After months of President Donald Trump pushing on them, the fed finally caved in and for the first time since 2008, has lowered interest rates. Another key battle won by Trump that will only serve to improve an already robust economy.
As CNN reported, “Policymakers led by Fed Chairman Jerome Powell voted 8-2 in favor of a small cut in the federal funds rate, and recommitted to their promise to ‘act as appropriate’ to sustain the country’s longest economic expansion in history.”
Powell explained, “The outlook for the U.S. economy remains favorable and this action is designed to support that outlook. It is intended to ensure against downside risks from weak global growth and trade policy uncertainty, to help offset the effects these factors are having on the economy, and to promote a faster return of inflation to our 2% objective.”
According to CNBC, “In approving the cut, the FOMC cited ‘implications of global developments for the economic outlook as well as muted inflation pressures.’ The committee called the current state of growth ‘moderate’ and the labor market ‘strong,’ but decided to loosen policy anyway.”
On Monday Trump had tweeted that a cut was necessary, but that a small cut was not sufficient. He wrote:
“The Fed “raised” way too early and way too much. Their quantitative tightening was another big mistake. While our Country is doing very well, the potential wealth creation that was missed, especially when measured against our debt, is staggering.

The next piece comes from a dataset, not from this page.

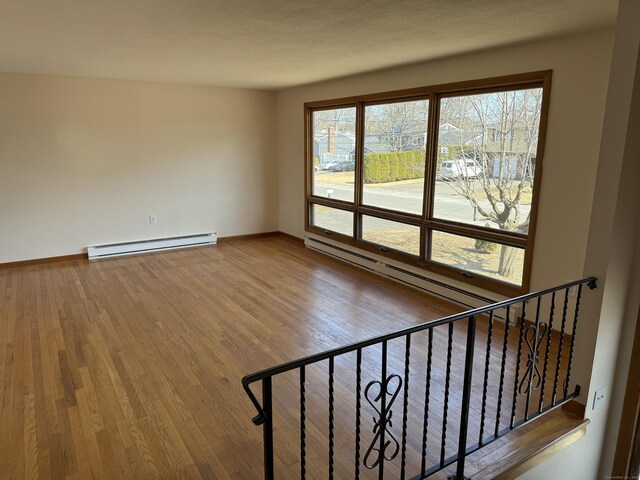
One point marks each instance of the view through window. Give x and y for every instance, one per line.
x=461, y=203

We are competing with other countries that know how to play the game against the U.S. That’s actually why the E.U. was formed….and for China, until now, the U.S. has been “easy pickens.” The Fed has made all of the wrong moves. A small rate cut is not enough, but we will win anyway!”
Asked about the Fed’s move on Wednesday, Trump responded by saying that the Fed’s decision to raise rates in the first place was wrong and hindered the booming U.S. economy from thriving at its full potential.

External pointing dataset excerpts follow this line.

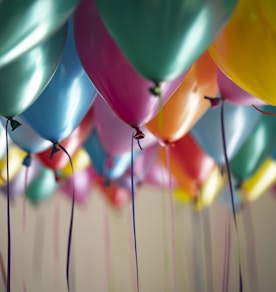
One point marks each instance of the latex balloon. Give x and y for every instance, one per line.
x=260, y=181
x=71, y=144
x=187, y=104
x=42, y=187
x=16, y=156
x=233, y=93
x=171, y=36
x=239, y=121
x=23, y=79
x=258, y=145
x=26, y=23
x=25, y=137
x=107, y=166
x=211, y=188
x=66, y=99
x=80, y=162
x=121, y=86
x=237, y=50
x=82, y=186
x=115, y=134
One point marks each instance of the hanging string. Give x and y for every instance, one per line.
x=264, y=112
x=133, y=214
x=8, y=212
x=231, y=190
x=168, y=161
x=72, y=214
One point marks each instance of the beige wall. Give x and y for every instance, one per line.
x=39, y=253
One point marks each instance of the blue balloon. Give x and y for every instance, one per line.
x=66, y=99
x=109, y=167
x=239, y=121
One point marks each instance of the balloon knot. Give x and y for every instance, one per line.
x=55, y=149
x=27, y=160
x=156, y=89
x=214, y=101
x=139, y=134
x=14, y=124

Additionally, he said the cut was not big enough and he would like to see a larger one.
“The Fed move, in my opinion, far too early and far too severely; it puts me somewhat at a disadvantage. Fortunately I’ve made the economy so strong that nothing’s going to stop us. But the Fed could have made it a lot easier; I would like to see a large cut and I’d like to see immediately the quantitative tightening stop. It should be stopped. For them to do quantitative tightening and also higher interest rates simultaneously, I think was a big mistake.
I also think that had they not done it, as good as we’ve done, we’ve hit a record, as you will tell, as you will say, in the stock market. We had an all-time high in the history of the stock market; I think I would have been 10,000 points higher and I think we would have been in the 4’s with GDP.”
Mark Haefele, global chief investment officer at UBS Wealth Management, told CNBC,
“There’s a range of things that they’re looking at. Really, the low inflation allows the Fed some latitude to take preemptive steps and hopefully avoid moving in the future to something like negative rates.
Because they did only 25 basis points, they avoided doing what some would have felt was more shock and awe with 50 basis points. So, they can move towards language like ‘data dependent’ now that they’ve shown they are prepared to be flexible.”
This change by the Fed, while not as strong as Trump suggested, is a good move that will undoubtedly give our economy a bump and could even go as far as ensuring that Trump secures the White House once again in 2020.